A personal representative (“PR”), sometimes referred to as an executor, is a person appointed by a testator to serve as a personal representative on the testator’s death.

An administrator is a person appointed by a court to serve as a personal representative for a person who died intestate, who made a will but failed to name an executor, or whose executor cannot serve.


personal rep

Duty To Carry Out The Purpose. If you are asked to serve as a PR, or if you are appointed by a will or trust, you always have the right to decline. However, once you accept the appointment, your job is to carry out the terms of the will or trust.

Your duties and responsibilities as a PR are governed by the terms of the instrument under which you are acting, for example, the will or the trust.  If there is no governing document, such as a will or trust, or the controlling document is silent, Washington statutes and case law often provide guidance. The attorneys and paralegals at Puget Sound Probates are knowledgeable and experienced in this area and can provide you with advice and assistance.
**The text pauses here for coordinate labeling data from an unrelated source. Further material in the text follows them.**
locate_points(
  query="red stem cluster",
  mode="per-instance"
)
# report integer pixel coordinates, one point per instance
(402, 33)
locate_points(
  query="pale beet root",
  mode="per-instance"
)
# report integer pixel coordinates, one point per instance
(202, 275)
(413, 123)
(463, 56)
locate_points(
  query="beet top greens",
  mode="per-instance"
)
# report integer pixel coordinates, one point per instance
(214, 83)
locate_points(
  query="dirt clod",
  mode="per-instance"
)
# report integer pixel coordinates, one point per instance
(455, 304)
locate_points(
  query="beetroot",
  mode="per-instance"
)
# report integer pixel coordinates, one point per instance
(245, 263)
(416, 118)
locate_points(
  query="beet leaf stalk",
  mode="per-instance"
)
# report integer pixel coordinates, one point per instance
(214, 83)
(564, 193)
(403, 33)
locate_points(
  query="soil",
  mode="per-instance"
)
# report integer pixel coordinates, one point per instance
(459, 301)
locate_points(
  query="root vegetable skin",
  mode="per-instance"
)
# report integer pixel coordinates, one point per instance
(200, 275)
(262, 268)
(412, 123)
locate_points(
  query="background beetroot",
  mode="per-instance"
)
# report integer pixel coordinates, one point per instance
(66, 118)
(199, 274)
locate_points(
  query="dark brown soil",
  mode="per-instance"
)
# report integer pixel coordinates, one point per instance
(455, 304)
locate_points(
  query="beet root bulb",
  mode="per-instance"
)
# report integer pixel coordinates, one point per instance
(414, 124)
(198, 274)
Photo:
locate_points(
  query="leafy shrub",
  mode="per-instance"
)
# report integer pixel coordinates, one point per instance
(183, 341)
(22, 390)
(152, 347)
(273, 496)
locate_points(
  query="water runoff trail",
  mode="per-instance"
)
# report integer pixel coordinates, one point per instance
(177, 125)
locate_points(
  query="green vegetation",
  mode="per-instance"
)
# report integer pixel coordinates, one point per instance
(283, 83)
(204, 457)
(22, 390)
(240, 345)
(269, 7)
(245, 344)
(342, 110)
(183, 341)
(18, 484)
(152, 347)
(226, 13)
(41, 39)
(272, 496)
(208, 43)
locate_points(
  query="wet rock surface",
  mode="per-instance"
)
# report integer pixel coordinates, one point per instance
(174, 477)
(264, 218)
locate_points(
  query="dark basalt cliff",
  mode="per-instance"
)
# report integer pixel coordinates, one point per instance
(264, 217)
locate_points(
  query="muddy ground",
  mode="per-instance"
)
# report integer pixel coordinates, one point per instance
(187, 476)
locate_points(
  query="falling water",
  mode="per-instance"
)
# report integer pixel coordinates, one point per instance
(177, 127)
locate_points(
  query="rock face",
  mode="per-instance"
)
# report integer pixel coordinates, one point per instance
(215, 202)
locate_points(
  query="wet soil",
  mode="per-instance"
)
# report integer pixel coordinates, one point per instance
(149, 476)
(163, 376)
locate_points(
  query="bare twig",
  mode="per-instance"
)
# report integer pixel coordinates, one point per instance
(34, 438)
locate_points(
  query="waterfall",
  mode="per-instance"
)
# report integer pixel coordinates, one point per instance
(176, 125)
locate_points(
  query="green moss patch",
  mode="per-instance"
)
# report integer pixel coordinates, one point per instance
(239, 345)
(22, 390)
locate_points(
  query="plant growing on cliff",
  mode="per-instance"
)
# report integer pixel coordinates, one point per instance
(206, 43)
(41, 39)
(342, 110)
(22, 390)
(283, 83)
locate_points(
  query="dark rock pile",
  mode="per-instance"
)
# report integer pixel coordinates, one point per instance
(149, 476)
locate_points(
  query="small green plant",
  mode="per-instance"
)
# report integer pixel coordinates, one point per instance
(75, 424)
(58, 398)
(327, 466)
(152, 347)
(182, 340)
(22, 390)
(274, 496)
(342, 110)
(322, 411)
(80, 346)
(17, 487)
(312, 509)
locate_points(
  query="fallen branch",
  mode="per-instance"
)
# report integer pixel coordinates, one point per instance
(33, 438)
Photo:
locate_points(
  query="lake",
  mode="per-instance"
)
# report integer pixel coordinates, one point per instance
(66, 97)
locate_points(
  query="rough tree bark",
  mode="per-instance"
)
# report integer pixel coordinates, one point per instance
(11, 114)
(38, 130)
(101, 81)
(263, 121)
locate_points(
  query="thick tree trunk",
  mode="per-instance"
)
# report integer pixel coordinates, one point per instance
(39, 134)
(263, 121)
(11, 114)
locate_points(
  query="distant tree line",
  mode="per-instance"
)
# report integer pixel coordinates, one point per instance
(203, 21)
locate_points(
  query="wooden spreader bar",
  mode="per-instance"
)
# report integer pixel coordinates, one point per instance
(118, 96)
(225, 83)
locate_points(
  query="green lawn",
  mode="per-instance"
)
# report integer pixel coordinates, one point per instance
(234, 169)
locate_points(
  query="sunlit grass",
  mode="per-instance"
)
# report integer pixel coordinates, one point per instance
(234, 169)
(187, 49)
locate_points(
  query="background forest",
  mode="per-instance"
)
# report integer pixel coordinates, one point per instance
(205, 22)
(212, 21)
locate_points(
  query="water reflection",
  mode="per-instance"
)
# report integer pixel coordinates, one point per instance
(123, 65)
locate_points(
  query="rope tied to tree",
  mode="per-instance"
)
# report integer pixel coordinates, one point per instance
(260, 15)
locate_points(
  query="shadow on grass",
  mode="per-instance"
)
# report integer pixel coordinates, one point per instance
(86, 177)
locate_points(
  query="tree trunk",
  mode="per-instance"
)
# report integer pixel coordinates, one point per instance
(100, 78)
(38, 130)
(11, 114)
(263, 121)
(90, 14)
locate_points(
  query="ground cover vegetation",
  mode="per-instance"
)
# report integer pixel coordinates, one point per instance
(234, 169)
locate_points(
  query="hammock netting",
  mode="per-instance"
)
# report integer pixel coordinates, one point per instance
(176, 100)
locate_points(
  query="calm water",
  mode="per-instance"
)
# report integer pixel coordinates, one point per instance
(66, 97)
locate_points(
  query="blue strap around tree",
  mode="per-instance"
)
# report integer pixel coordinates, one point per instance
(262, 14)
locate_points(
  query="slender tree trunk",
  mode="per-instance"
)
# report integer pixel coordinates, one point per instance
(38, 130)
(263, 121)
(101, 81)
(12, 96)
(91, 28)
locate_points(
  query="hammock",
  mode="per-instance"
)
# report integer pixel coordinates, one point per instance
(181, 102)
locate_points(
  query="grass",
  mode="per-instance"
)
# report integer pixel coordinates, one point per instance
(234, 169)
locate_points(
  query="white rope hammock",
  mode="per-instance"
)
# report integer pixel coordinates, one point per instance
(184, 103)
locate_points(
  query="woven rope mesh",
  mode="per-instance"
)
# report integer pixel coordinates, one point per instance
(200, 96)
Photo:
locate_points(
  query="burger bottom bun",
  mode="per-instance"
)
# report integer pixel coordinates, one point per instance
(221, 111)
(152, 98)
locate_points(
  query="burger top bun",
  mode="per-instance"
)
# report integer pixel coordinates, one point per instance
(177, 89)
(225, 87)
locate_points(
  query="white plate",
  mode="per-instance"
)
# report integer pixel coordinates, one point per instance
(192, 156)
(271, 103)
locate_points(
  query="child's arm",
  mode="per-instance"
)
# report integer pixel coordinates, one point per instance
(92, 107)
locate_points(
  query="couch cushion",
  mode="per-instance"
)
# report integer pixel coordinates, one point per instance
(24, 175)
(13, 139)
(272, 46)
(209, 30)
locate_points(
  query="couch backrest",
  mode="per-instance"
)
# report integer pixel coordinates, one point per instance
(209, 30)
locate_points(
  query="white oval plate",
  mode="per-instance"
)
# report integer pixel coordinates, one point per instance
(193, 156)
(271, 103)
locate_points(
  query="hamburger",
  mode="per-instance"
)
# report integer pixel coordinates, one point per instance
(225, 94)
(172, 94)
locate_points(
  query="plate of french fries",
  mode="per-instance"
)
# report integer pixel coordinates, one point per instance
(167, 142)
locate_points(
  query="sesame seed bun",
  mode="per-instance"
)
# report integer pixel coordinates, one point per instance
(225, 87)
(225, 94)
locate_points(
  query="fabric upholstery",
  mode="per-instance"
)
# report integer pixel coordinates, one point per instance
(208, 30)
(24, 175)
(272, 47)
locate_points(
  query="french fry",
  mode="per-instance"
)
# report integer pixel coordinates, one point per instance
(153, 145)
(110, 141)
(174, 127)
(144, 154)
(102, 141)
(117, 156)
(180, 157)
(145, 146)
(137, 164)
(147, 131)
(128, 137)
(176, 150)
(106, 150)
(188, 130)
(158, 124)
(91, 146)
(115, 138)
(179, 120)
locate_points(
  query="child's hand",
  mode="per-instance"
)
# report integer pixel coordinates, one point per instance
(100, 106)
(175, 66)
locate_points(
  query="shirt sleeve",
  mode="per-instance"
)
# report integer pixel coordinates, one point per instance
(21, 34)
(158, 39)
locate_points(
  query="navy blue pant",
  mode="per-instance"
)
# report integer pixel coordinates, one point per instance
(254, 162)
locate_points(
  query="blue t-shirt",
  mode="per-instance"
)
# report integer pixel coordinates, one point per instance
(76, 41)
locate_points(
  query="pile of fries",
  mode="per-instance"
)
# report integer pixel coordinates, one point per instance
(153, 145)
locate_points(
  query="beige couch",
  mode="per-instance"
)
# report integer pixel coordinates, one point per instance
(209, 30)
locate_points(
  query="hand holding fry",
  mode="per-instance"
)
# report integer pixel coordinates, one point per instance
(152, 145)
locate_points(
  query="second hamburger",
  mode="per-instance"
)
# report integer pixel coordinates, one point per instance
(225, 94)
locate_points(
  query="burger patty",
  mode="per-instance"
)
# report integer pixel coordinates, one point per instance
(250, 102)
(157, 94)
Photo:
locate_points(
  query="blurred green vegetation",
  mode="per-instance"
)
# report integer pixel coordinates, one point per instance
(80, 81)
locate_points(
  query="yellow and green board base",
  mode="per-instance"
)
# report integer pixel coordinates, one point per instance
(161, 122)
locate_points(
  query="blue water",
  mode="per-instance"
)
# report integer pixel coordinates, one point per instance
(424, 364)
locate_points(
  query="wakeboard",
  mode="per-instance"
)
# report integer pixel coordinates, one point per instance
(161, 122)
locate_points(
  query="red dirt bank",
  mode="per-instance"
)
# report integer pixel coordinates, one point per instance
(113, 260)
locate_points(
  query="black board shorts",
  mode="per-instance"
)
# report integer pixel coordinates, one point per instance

As a PR, you must follow any specific instructions in the governing document.  Even with the best possible motives, you cannot substitute your judgment for those explicit directions. Sometimes the document or the law may give you wide discretion.  In that instance your duty is to exercise that discretion in a manner that will carry out the terms of the will or trust.


Duty To Be Prudent. Your acts as a fiduciary will normally be judged by comparison to what a “prudent person” would have done in the same circumstances.  This does not mean that you may take the same risks with the assets under your care that you may take with your own assets. You may sometimes be less than prudent in the management of your own affairs: you might allow a check payable to you to remain on your desk for several weeks, earning no interest, or you might allow your own deposit at a bank to exceed the FDIC insurance levels. However, if you accept appointment as a PR, you do not have the luxury of lapses like these.

If you do take an imprudent risk and the beneficiary is damaged as a result, you, as a PR, will be personally responsible for repaying any loss out of your own pocket. What is more, in extreme cases you could also be found to be criminally at fault.


Duty To Identify And Collect Property.  As a PR, you must actively take steps to determine the nature and extent of the assets under your control.  In some instances, this is easy.  In other instances, this duty is more time-consuming and even burdensome. You may need to search the house, search any safe deposit box, and review tax returns and records to identify all the assets belonging to the decedent.  Once you have identified the assets for which you are responsible, you must take whatever steps are necessary to place the assets under your exclusive legal control. If your rights to the property are disputed, you may need to bring a lawsuit to establish your right to control. As the assets are identified, you should list them and prepare an inventory.


Duty To Protect Property. Although you must identify and take possession of the assets involved, you MUST NOT combine (or “comingle”) the assets with your own personal assets. Commingling assets can quickly muddy the water as to which assets belong to whom and might enable your own personal creditors to have access to the decedents property. As a result, you should never, for any reason, deposit the decedents funds in your own bank account or take title to assets simply in your own name without any indication of the relationship. Likewise, if you are a trustee for several trusts or estates, you normally should not combine the assets of one with another.

There’s no need to engage a probate lawyer with non probate assets or misusing the PR title. What, then, should you do with the property you control as PR? Assets are to be earmarked as clearly as possible to indicate that you exercise legal control over them but that the property does not belong to you. For example: “Your Name, Executor of the Estate of John Q. Deceased.”